2.3 Ai detti criteri si è uniformato pienamente il Tribunale, avendo preso in considerazione alcune circostanze ritenute altamente significative quali la pregressa iscrizione all’albo dei gestori ambientali della ditta Edilmanti (della quale il MANTI è legale rappresentante), ma soprattutto “la natura industriale del veicolo strutturalmente e funzionalmente adibito al trasporto di quantitativi consistenti di cose” (pag. 4 dell’ordinanza impugnata), senza che ad escludere la pertinenzialità potesse valere il fatto che il trasporto di rifiuti avveniva in modo occasionale (v. Sez. 3^ 25.5.2011 n. 24428, D’Andrea, Rv. 250674 che ribadisce la configurabilità del reato di trasporto non autorizzato di rifiuti anche in caso di condotta occasionale in contrapposizione all’art. 260 del D.L.vo 152/06 che punisce la condotta continuativa dell’attività illecita; idem, 13.4.2010 n. 21655, Hrustic, Rv. 247605).
3. Il secondo motivo dedotto dalla difesa, attinente alla non attribuibilità della condotta dell’autore materiale del reato all’azienda non è condivisibile, in quanto per costante giurisprudenza di questa Corte, il reato de quo è ascrivibile (anche) al titolare dell’impresa sotto il profilo dell’omessa vigilanza sull’operato dei dipendenti che hanno posto in essere la condotta vietata (in termini, Sez. 3^ 25.5.2011 n. 23971, Graniero, Rv. 250485; idem, 18.5.2007 n. 2476, Sorce, Rv. 236882).
3.1 Adeguandosi a tali regole interpretative il Tribunale ha ravvisato il fumus del reato in relazione alle inequivoche circostanze dell’azione che implicavano la riconducibilità del trasporto di rifiuti alla utilizzazione di un mezzo di proprietà della ditta dell’indagato MANTI Antonio Vincenzo, iscritta nell’apposito albo dei gestori ambientali: e tale fumus – che il Tribunale ha ritenuto configurabile non emergendo ictu oculi circostanze che escludessero la responsabilità dal punto di vista soggettivo anche in dipendenza della natura contravvenzionale del reato che si integra anche mediante semplice colpa – ha poi comportato ai fini dell’adozione del provvedimento cautelare confermato dal Tribunale, la duplice valutazione della relazione pertinenziale e del correlato pericolo che la disponibilità della cosa potesse aggravare o protrarre le conseguenze del reato.

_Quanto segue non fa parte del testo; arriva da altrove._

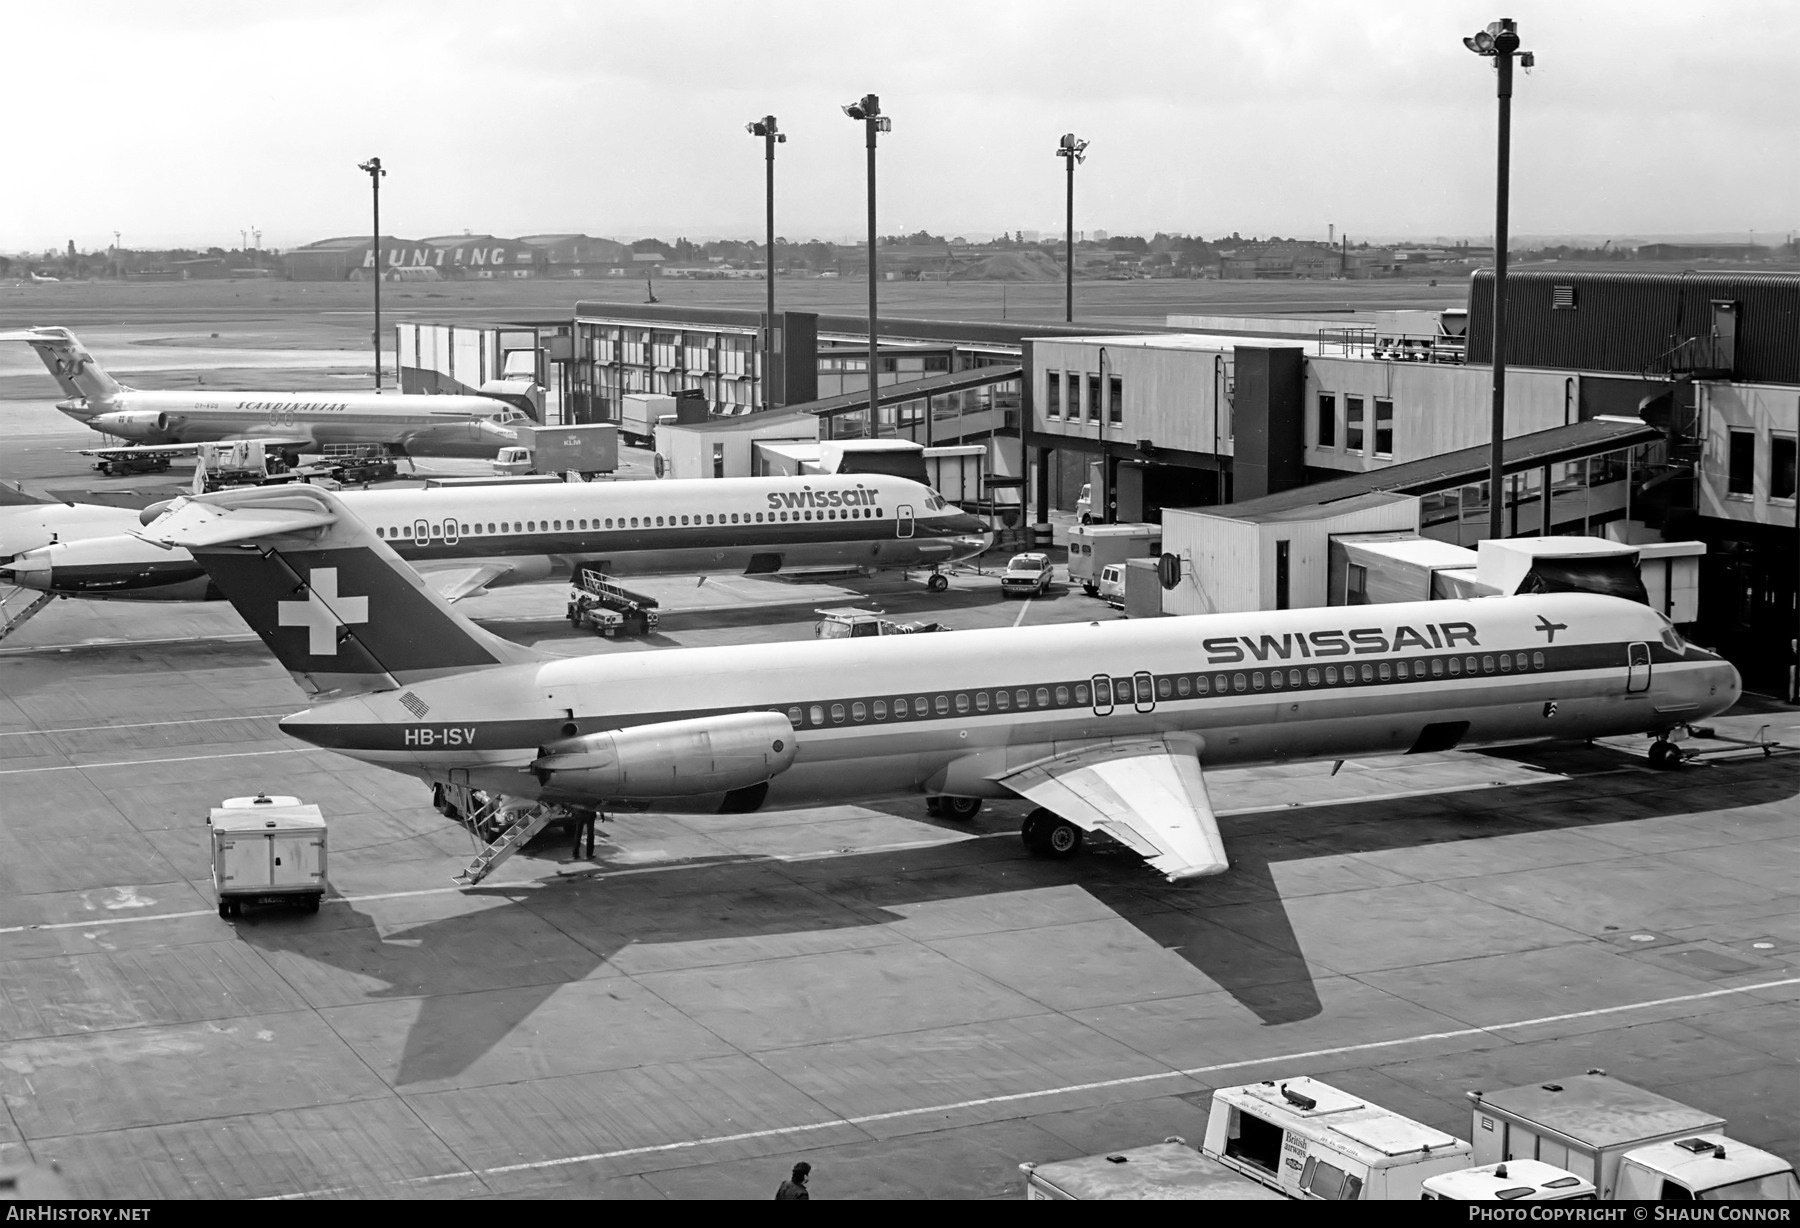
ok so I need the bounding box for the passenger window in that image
[1195,675,1209,695]
[1360,664,1374,682]
[1037,687,1051,707]
[830,704,845,723]
[1269,670,1283,690]
[1114,676,1132,701]
[1516,653,1529,670]
[973,692,988,712]
[787,706,803,726]
[376,527,384,538]
[1533,651,1545,669]
[1252,672,1265,691]
[1016,689,1030,708]
[1378,662,1391,681]
[1449,657,1462,675]
[915,695,928,715]
[935,695,950,715]
[893,698,908,718]
[630,517,638,528]
[706,514,715,525]
[1499,654,1512,672]
[994,691,1008,711]
[809,705,825,726]
[1176,676,1191,697]
[1234,673,1247,692]
[1054,685,1069,705]
[955,693,970,714]
[1432,658,1445,676]
[1325,666,1339,684]
[1075,683,1091,704]
[1093,678,1113,706]
[873,701,886,720]
[1288,669,1301,687]
[851,702,866,721]
[1307,668,1319,685]
[488,523,495,533]
[1216,674,1230,693]
[605,519,613,528]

4. E’ manifestamente infondato il terzo motivo con il quale la difesa si duole della omessa notifica dell’avviso di trattazione dell’udienza camerale ex art. 322 cod. proc. pen. al difensore del MANTI, rilevando come la notifica sia stata effettuata soltanto nei riguardi dell’Avv. Stasi, difensore del coindagato Xhajaj, tanto per costui che per il MANTI. Dagli atti, consultabili attesa la natura del vizio denunciato, risulta in modo chiaro che la notifica è stata effettuata all’Avv. Stasi, nella sua specifica veste di difensore dello Xhajaj e allo stesso Avv. Stasi, operante nello studio dell’Avv. De Marco (difensore del MANTI) in sostituzione di quest’ultimo; ne deriva che legittimamente l’Avv. Stasi ha ricevuto due distinte notifiche in relazione non solo alle distinte posizione dei due indagati, ma anche alla momentanea assenza dell’Avv. De Marco operante nello studio in cui svolgeva la propria attività l’Avv. Stasi.
5. Il ricorso va, quindi, rigettato. Segue la condanna del ricorrente al pagamento delle spese processuali
P.Q.M.
Rigetta il ricorso e condanna il ricorrente al pagamento delle spese processuali.